A former Conagra Brands (CAG) executive thinks these investments will not only pay off but are evidence of the morphing relationship between consumer packaged goods (CPG) holdings companies and retailers like WMT.
Firstly there’s the in-store experience:
“Walmart, as obviously the largest retailer, they have a lot of clout. Everything’s about price. Even if you have an innovation that warrants a higher price bracket, they’ll try to get it as low as possible because they want to be able to say, ‘Walmart has the lowest price than anybody else.’

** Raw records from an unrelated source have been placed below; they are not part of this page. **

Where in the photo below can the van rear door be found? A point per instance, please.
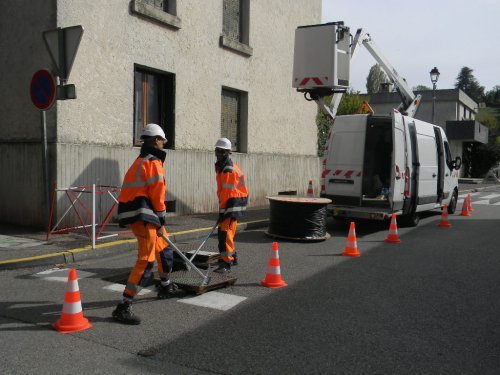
(428, 161)
(344, 161)
(396, 198)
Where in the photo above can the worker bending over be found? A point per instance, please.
(142, 208)
(233, 199)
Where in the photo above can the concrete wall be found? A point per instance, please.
(103, 74)
(90, 138)
(190, 176)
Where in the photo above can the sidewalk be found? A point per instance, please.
(24, 247)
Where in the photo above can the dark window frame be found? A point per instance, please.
(241, 44)
(164, 103)
(239, 140)
(163, 12)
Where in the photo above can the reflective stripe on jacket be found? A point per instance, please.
(142, 196)
(231, 189)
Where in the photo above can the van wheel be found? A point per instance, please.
(452, 207)
(410, 220)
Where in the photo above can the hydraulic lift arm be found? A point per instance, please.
(409, 102)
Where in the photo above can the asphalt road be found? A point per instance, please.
(428, 305)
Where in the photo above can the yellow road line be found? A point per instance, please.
(108, 244)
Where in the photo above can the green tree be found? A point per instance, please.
(421, 88)
(492, 97)
(348, 105)
(468, 83)
(489, 120)
(375, 78)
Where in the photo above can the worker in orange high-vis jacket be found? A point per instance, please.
(233, 199)
(141, 207)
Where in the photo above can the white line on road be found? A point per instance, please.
(61, 274)
(214, 300)
(119, 288)
(482, 202)
(491, 196)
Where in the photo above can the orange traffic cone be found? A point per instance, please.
(351, 248)
(465, 208)
(444, 218)
(273, 275)
(72, 319)
(310, 191)
(393, 237)
(469, 201)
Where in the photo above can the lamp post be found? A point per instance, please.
(434, 77)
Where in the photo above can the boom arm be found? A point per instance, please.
(409, 102)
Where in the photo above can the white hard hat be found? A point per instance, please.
(223, 143)
(153, 130)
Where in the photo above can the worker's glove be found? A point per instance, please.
(222, 215)
(161, 231)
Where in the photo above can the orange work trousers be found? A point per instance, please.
(152, 247)
(225, 234)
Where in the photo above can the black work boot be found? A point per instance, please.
(223, 267)
(170, 291)
(124, 315)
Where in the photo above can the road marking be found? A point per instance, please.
(482, 202)
(61, 274)
(491, 196)
(460, 196)
(10, 241)
(119, 288)
(214, 300)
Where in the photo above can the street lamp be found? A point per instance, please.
(434, 77)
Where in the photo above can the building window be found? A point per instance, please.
(154, 94)
(234, 118)
(236, 26)
(162, 11)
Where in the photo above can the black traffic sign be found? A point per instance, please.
(43, 89)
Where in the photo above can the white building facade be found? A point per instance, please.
(201, 70)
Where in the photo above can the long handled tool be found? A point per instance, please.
(205, 240)
(189, 264)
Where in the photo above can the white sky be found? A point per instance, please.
(415, 36)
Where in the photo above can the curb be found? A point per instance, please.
(110, 248)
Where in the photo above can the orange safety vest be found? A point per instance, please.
(231, 189)
(143, 192)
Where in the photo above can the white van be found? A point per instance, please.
(378, 165)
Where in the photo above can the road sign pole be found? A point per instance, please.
(45, 162)
(63, 76)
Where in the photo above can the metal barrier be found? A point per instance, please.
(74, 195)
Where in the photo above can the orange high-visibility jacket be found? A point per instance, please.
(231, 189)
(142, 196)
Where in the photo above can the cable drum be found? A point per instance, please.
(298, 218)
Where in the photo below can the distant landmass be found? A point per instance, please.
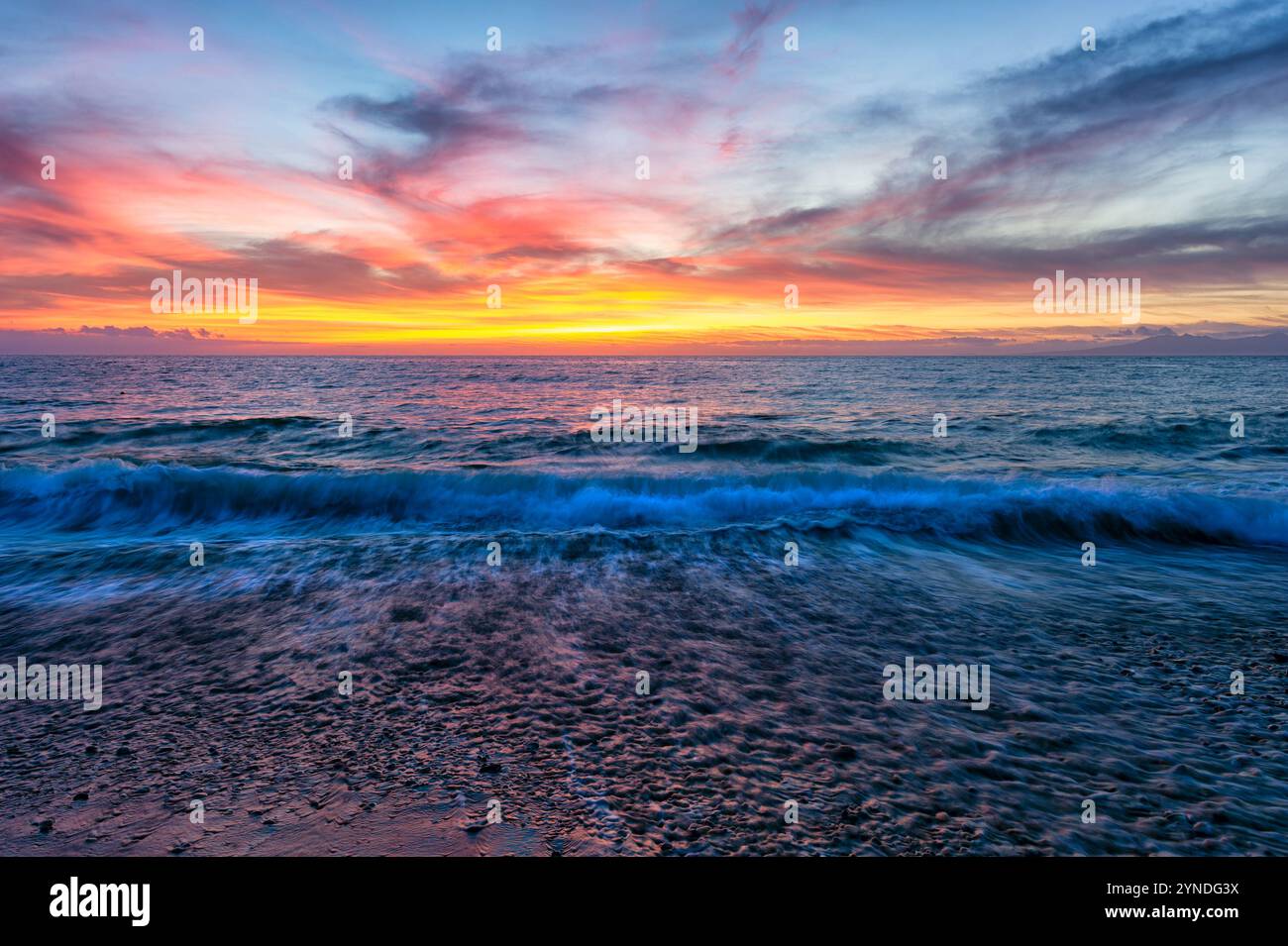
(1171, 344)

In the interim, I know retailers are trying to do the same thing by creating, like I said, these stores within stores. I think it’s Walmart that’s created a whole meals-to-go section. Part of that has been in partnership with some manufacturers that have items that they’re in the center aisle so that it creates that awareness of, ‘Here’s a meal that encompasses all these components.’”
Then there’s how the CPG-to-retailer partnership is affected by the looming recession.
“I think now what we’re facing is figuring out how the government is making adjustments to what may become a recession and how that’s going to trickle down to the plans that every CPG company has across each of their brands and products and profitability.
I think there’s going to be a lot of creativity and compromising taking place just because, like I said earlier on, retailers are heavily investing in building their media networks to compete to AMZN and they want that investment from CPG.
I think right now while things seem gloomy from a pricing standpoint, inflation standpoint, I think these are the times that actually drive a lot of evolution and creativity in business models, as well as relationships with a lot of the retailers. I can only imagine that it could be more positive than negative, near-term, probably, yes. I think long-term, we’re going to move towards perhaps new ways of working with retailers that would be more beneficial for both sides or just different. I always think different may not always be bad.”